Is it possible to use and train NMT with only your own TMs locally?

Hi,

I know and use Language Weaver, but is it possible to get some NMT engine trained with your own TMs which is NOT hosted in a cloud but which you can install and use locally or on your own servers and which does not share data with some remote servers/company?

Does anyone have experience with such services? What are the costs for this?

Best regards,

Pascal

emoji
Parents
  • Hi  

    Yes its called Language Cloud Edge.

    While it is not for the every day sort of user, more information about it can be found here: https://www.rws.com/language-weaver/edge/

    Have a good day

    Lyds

    emoji
  • Hi , well, it would certainly help if the LWE support would get back to people if they ask for further information. Right now, due to lacking information and feedback to my answer/request from support I can't still tell if it is what I'm looking for or not.

    emoji
  • Hi ,

    do you know if Opus-CAT MT can be installed on a server or does it need to be installed on the same PC where Trados is installed? I’m using Trados from various locations (Professional network license) and would need to be able to connect to the same dataset from everywhere, so installing it on my own server would be my first choice.

    Br,

    Pascal

    emoji
  •  

    do you know if Opus-CAT MT can be installed on a server

    I don't know.  I run it locally on my own laptop.  The best person to answer this question would be  .

    emoji
  • Hi Pascal,

    I'm the developer of OPUS-CAT, I can fill in some details. First of all, OPUS-CAT can be used to fine-tune base OPUS models (which are available for most language pairs) with your own TMs, this corresponds to LW's Adaption on CPU option that Arnaud mentions in his reply. It's also possible to train models from scratch, but that would require a GPU and also setting up the OPUS-MT training pipeline.

    You can set up OPUS-CAT on a server (although just copying the fine-tuned model to any computer you Trados on is simple), you just need to configure it to allow incoming connections (by changing a setting), and of course you'll need to make the required exceptions in your firewall etc. However, I have only tested it to work over the local network. Once OPUS-CAT is running on the server, you can access it from your local Trados by changing the IP address in the Trados plugin settings.

    In any case, I suggest you give the fine-tuning functionality in OPUS-CAT a try with your data (the setup is very simple, and you can ask for support here or at github.com/.../issues), and see how the output looks.
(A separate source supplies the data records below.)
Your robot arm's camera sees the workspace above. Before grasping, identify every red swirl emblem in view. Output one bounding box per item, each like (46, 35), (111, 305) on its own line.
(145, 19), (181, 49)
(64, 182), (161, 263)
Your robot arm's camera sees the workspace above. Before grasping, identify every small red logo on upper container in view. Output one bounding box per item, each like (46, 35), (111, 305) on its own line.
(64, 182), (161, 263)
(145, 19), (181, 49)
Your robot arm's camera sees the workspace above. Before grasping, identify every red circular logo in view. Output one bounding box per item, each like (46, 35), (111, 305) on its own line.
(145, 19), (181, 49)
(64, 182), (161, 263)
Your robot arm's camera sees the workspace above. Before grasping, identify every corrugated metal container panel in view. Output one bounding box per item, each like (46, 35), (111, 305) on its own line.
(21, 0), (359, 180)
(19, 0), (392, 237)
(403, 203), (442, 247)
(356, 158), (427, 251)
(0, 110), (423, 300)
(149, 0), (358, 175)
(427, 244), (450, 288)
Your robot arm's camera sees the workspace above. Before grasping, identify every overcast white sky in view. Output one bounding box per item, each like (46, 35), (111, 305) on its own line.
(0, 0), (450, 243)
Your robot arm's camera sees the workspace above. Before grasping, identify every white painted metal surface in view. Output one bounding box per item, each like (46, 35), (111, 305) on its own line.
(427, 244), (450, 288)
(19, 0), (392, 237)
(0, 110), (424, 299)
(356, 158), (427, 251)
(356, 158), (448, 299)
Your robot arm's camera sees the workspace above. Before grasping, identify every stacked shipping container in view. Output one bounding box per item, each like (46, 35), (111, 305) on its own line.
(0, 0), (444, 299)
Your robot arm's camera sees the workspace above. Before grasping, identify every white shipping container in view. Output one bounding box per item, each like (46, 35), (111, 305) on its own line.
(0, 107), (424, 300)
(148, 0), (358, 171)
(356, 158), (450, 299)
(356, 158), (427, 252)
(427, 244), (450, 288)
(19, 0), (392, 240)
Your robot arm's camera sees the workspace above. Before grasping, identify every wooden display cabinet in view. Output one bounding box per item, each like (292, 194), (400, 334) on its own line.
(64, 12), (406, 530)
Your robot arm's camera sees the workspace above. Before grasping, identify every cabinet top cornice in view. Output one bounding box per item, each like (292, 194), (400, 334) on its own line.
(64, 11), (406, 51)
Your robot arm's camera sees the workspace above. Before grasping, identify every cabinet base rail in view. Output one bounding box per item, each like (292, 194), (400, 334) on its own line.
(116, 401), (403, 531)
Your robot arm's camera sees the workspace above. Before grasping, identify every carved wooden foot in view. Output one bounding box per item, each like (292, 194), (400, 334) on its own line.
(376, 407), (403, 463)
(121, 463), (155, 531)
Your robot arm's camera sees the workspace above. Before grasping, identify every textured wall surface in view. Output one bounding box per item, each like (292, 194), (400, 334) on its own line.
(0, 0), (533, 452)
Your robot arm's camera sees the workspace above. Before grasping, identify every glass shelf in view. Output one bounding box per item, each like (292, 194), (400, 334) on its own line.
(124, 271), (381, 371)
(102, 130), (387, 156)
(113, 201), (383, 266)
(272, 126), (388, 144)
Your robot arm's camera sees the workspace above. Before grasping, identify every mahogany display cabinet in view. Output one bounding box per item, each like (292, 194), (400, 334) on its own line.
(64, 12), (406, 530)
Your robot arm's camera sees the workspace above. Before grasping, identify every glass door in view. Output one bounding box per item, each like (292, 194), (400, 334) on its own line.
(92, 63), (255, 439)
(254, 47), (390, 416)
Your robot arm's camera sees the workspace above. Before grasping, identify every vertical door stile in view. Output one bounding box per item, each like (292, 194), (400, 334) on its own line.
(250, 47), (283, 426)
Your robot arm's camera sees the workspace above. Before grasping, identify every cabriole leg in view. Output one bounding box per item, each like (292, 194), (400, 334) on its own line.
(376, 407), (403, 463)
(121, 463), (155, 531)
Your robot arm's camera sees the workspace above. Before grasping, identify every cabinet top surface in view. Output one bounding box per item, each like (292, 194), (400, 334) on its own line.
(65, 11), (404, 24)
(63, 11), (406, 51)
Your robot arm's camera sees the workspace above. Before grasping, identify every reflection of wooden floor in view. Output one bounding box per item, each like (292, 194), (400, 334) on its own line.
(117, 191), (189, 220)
At the very least, it will give you a point of comparison when evaluating similar paid services.

    -Tommi

    emoji
  • Hi ,

    Ok, I’ll have to check that.

    One of the target languages I would like to use it for is very rare (Luxembourgish) so I guess I’ll have to train it by myself. Even if it got already some training model I fear that it relies on old grammar and spelling from before the language reform and on the only available dictionary, that does not differentiate between slang/colloquial and official speech (as seen in many other MT plugins on the market (Google, MemSource …) thus it would not be of much use at all as it would require too much rewriting and replacing. Most available Luxembourgish solutions are crap as they only seem to do word by word translation use too much of the French vocabulary instead of the real Luxembourgish terms and mix German terms in if a word is unknown. Disappointed

    Training on the server could be problem as it does not have GPU installed, but I’m checking with my hoster if it can be added or if migration to another server would be needed. But I guess in worst case I could do training on my PC and then upload everything to the server.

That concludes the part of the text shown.